Predicting scalar coupling constants via machine learning
FFI-Report
2021
About the publication
Report number
21/02531
ISBN
978-82-464-3382-0
Format
PDF-document
Size
549.9 KB
Language
English
Over the preceding decade, machine learning techniques have been successfully applied in several
fields of research, including the prediction of chemical properties of atoms and molecules. Whereas
conventional quantum chemical methods can be very computationally expensive, machine learning
algorithms give rise to fast and accurate predictions beyond the known data set, given that they have
been trained with a sufficient amount of quality data.

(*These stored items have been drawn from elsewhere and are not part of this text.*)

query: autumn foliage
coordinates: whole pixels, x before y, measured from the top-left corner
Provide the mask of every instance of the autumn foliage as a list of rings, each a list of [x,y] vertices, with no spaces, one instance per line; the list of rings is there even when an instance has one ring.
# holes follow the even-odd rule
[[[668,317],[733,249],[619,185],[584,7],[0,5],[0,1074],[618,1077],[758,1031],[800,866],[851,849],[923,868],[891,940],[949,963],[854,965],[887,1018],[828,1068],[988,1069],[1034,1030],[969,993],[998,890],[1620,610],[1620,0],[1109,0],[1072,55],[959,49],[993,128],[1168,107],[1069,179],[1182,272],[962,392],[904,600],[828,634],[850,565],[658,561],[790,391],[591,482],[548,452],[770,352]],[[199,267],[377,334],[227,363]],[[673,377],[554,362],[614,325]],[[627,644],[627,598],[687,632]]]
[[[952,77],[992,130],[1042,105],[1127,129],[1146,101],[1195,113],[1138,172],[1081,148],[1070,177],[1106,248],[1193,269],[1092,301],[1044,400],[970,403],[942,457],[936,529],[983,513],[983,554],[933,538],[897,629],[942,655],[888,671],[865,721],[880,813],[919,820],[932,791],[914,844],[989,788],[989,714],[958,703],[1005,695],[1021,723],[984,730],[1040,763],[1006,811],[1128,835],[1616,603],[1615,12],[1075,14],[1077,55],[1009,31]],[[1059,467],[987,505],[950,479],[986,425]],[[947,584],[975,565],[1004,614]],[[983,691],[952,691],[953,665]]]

Online platforms, such as Kaggle (kaggle.com), host machine learning competitions with welldefined
problem descriptions and a substantial amount of accompanying data. These provide a
well-defined objective with a clear-cut deadline, making them ideal for short-term focused research
work. In addition, the Kaggle website serves as an interactive learning environment, with a continually
updated scoreboard and public discussion forum.
During the summer of 2019, a team of students and scientists at the Norwegian Defence Research
Establishment (FFI) participated in the Kaggle competition Predicting Molecular Properties, where
the task was to predict the scalar coupling constant via machine learning. The scalar coupling
constant is an expression of the magnetic interactions between atoms in a molecule and depends
on its atomic composition and geometry. We investigated several mathematical representations of
molecular data as inputs to various supervised learning algorithms, including deep neural networks
and gradient boosting trees. Combining the molecules’ distance matrices with angular information
provided a flexible data representation, enabling accurate predictions. Our most successful model
comprised an ensemble of deep neural networks and gradient boosting trees, resulting in a 308th
place among the 2,737 competing teams. A key factor of the team’s success was the mixture of
relevant domain expertise and machine learning experience.